The nonmarine Upper Jurassic-lowermost Cretaceous Todos Santos Formation of central Chiapas, Mexico, was deposited in half-graben basins formed during the early rifting stage of the southern Gulf of Mexico Basin. This formation consists of alluvial-fan, fluvial, and lacustrine sequences that were deposited under arid climatic conditions. Alluvial fans were built outwardly from the elongate basin margins by runoff that flowed transverse to the basin axis, whereas fluvial units were deposited by rivers that flowed parallel to the basin axis. Lacustrine deposition took place in a topographic depression adjacent to the basin margin. The presence of alluvial-fan and fluvial or lacustrine deposits in vertically stacked, cyclic megasequences hundreds of meters thick indicates that the basin opography changed through time. This cyclicity denotes that periodically fluvial or lacustrine environments occupied the basin-margin position and at other times alluvial-fan sedimentation occurred there. Cyclicity was caused by periodic changes from high to low rates of basin subsidene. The response of these three depositional environments to basin subsidence differed due to the unique hydrologic controls on sediment transport and deposition in each environment.
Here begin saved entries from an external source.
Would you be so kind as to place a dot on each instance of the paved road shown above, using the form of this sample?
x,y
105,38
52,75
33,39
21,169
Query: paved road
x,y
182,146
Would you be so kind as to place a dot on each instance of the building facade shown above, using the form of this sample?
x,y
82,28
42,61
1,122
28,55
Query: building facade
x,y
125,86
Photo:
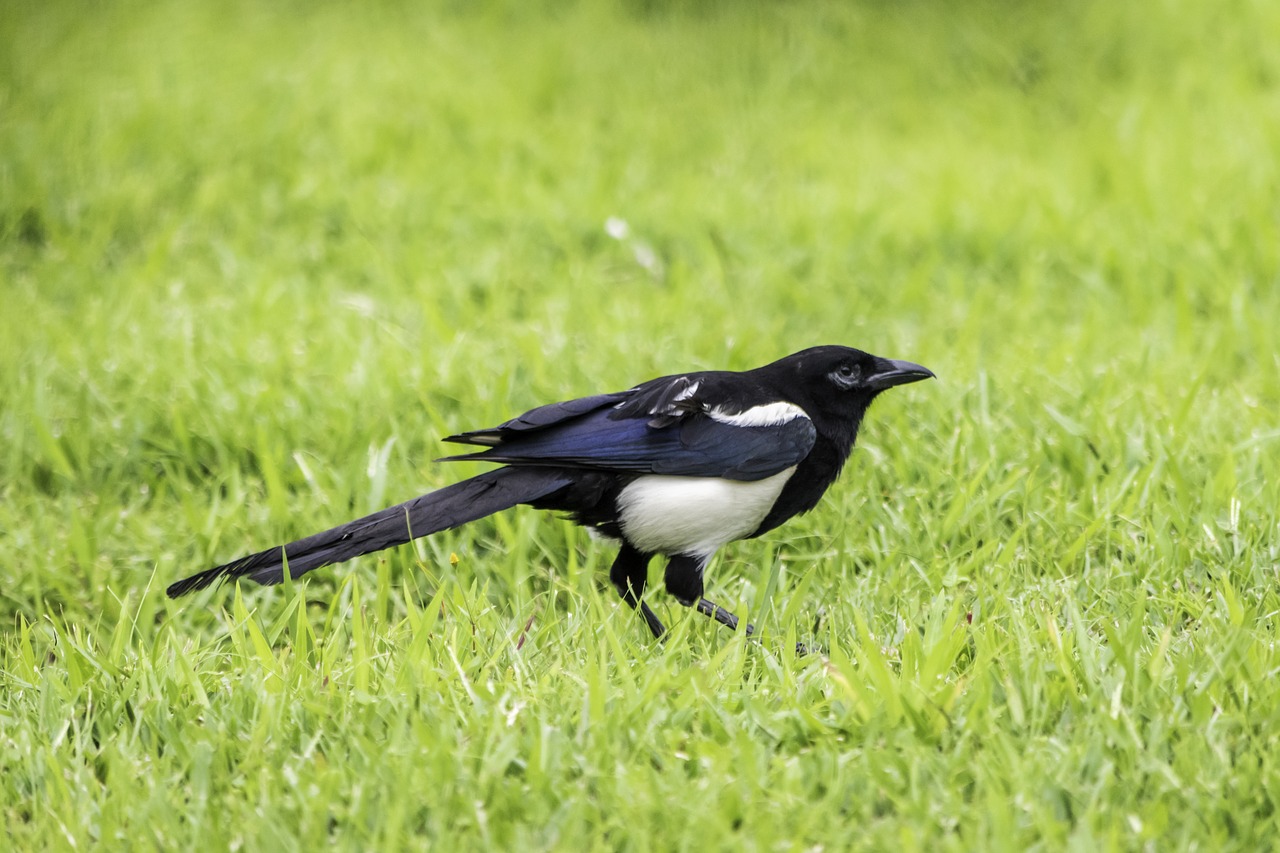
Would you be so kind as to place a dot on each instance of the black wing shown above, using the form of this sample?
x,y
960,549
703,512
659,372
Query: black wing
x,y
662,427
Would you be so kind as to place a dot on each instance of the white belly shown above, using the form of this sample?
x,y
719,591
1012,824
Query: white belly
x,y
694,515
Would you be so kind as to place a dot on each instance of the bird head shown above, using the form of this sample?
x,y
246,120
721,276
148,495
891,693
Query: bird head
x,y
836,384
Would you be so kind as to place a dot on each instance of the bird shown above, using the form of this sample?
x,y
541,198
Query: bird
x,y
677,466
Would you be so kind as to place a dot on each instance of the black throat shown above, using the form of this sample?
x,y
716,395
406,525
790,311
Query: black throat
x,y
818,470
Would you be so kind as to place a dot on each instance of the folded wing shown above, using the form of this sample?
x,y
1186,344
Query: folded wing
x,y
662,427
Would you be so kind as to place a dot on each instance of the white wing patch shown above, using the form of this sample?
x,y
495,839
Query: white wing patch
x,y
694,515
688,392
769,415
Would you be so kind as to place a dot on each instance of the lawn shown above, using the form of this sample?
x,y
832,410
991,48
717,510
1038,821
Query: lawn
x,y
257,258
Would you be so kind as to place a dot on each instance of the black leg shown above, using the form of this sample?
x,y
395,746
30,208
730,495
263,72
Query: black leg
x,y
721,615
630,574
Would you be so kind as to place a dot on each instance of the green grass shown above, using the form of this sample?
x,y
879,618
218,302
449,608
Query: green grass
x,y
257,258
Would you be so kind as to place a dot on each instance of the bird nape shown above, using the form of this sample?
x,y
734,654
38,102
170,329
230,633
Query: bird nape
x,y
675,466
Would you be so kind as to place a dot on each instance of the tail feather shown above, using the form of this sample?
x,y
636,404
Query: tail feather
x,y
442,510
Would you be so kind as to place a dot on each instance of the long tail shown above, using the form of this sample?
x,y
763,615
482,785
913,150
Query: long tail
x,y
442,510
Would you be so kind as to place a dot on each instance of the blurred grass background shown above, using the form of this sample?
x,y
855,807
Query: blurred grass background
x,y
257,258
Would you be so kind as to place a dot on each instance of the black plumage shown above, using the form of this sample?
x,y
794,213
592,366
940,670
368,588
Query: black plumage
x,y
679,465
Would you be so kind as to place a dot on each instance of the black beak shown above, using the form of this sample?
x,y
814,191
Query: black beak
x,y
896,373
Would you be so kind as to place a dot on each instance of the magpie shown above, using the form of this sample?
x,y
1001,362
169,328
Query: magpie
x,y
675,466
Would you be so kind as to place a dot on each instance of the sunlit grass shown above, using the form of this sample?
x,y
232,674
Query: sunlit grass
x,y
256,260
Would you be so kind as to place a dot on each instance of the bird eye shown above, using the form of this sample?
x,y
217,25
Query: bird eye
x,y
846,375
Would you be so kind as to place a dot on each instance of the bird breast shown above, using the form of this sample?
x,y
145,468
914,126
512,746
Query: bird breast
x,y
694,515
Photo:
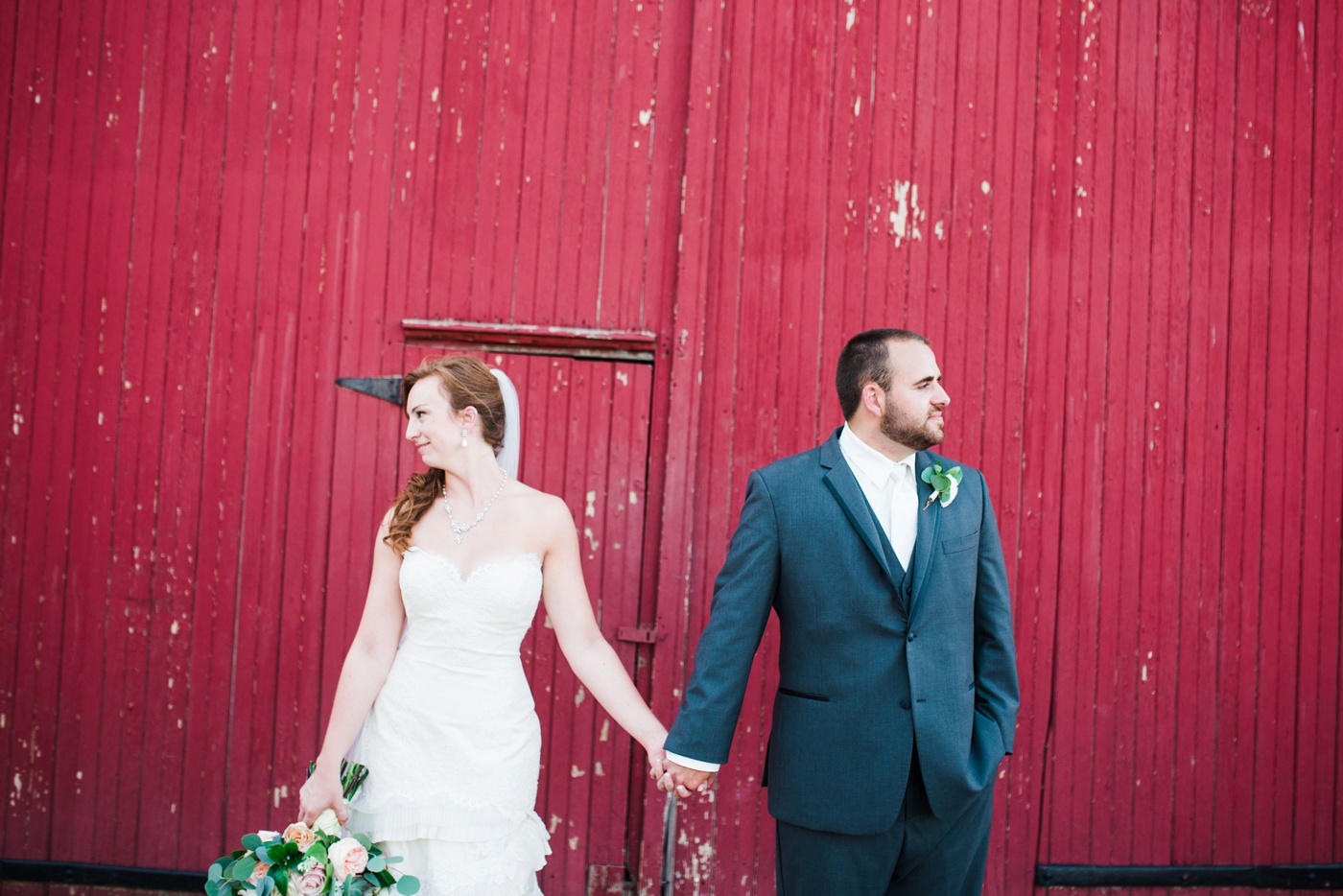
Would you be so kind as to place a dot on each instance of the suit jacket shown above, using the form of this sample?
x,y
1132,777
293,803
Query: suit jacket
x,y
865,667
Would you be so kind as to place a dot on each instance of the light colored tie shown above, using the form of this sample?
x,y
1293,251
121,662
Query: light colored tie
x,y
904,515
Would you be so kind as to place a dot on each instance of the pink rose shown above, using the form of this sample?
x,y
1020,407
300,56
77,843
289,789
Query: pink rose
x,y
311,883
346,858
301,835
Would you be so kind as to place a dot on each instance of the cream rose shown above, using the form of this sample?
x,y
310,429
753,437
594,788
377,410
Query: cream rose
x,y
348,858
326,822
301,836
311,883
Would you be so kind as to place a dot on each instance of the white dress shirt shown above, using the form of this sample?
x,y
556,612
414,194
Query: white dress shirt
x,y
889,488
893,496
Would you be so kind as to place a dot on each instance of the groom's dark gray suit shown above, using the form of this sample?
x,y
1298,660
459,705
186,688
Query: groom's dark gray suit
x,y
872,660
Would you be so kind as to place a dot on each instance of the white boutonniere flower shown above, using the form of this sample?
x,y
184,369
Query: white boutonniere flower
x,y
944,483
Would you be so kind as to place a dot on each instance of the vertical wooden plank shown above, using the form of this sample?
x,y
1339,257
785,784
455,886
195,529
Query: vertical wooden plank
x,y
503,136
806,398
1166,372
1047,335
1245,440
685,360
1285,412
541,157
199,80
133,550
26,463
1090,192
74,516
111,167
459,97
295,170
1010,225
1318,708
1214,140
248,130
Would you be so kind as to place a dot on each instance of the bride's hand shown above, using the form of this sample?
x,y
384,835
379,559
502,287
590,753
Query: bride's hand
x,y
321,791
657,755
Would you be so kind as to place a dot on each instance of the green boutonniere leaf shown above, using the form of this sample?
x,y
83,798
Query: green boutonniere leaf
x,y
944,483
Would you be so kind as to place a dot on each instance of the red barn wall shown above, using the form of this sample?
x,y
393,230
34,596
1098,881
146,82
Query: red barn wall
x,y
1118,224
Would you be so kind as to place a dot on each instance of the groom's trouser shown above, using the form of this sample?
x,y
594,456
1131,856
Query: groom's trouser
x,y
919,856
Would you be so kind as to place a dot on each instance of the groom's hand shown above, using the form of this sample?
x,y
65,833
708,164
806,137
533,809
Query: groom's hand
x,y
685,781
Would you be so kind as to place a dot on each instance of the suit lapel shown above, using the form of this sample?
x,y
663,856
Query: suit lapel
x,y
839,480
927,537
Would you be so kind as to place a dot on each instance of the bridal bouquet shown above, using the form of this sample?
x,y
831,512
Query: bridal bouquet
x,y
309,861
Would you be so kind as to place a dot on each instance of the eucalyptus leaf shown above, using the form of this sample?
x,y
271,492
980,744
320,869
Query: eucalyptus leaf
x,y
244,868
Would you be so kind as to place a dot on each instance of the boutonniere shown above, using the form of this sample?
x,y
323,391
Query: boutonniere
x,y
944,483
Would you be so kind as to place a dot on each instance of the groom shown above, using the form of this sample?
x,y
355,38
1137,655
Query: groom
x,y
897,678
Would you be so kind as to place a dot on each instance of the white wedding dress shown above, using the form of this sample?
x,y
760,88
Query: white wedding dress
x,y
453,744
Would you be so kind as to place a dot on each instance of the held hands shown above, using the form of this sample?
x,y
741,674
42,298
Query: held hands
x,y
321,791
657,755
682,781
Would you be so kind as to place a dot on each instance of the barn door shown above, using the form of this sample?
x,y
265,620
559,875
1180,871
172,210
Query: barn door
x,y
586,438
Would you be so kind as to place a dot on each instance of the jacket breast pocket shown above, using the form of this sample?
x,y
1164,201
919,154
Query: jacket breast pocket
x,y
960,543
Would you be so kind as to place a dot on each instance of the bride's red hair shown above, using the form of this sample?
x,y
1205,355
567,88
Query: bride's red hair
x,y
466,382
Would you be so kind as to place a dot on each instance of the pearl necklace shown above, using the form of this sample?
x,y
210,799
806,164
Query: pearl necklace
x,y
459,530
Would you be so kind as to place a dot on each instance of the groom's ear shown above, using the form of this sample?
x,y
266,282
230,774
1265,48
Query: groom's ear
x,y
873,399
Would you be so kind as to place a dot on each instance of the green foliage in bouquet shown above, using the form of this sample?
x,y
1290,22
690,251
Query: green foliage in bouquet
x,y
309,861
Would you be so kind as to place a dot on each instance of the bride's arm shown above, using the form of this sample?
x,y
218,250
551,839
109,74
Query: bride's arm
x,y
362,677
593,660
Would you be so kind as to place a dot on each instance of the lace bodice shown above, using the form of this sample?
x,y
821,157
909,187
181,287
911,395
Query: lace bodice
x,y
487,611
453,742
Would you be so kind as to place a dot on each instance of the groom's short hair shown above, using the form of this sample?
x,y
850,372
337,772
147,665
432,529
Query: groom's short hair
x,y
866,359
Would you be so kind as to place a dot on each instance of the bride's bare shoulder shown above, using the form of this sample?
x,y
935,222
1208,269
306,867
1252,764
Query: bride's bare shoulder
x,y
546,510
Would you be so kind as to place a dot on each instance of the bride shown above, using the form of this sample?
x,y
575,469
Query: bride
x,y
443,715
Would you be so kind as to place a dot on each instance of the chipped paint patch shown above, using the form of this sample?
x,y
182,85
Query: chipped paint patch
x,y
906,215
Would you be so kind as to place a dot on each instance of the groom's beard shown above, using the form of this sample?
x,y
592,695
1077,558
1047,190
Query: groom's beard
x,y
906,430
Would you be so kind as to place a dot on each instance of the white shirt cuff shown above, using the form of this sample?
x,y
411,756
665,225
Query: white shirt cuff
x,y
694,764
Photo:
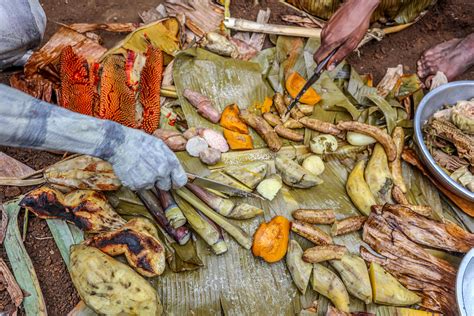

Lakes were maintained by springs that emanated from the fractured fault margin and by fluvial discharge. Fluvial discharge and deposition resulted from precipitation or annual snowmelt anywhere in the river's expansive drainage basin, whereas alluvial-fan sedimentation occurred only when there was infrequent, significant precipi ation in the small drainage basin from which fan sediment was derived. As a result of these hydrologic controls, the lacustrine or fluvial environments responded more quickly to periods of active tectonic subsidence and migrated over the fans to occupy the basin-margin depression. Aided by a decrease in basin subsidence, alluvial fans eventually prograded and displaced the fluvial or lacustrine environments away from the basin margin.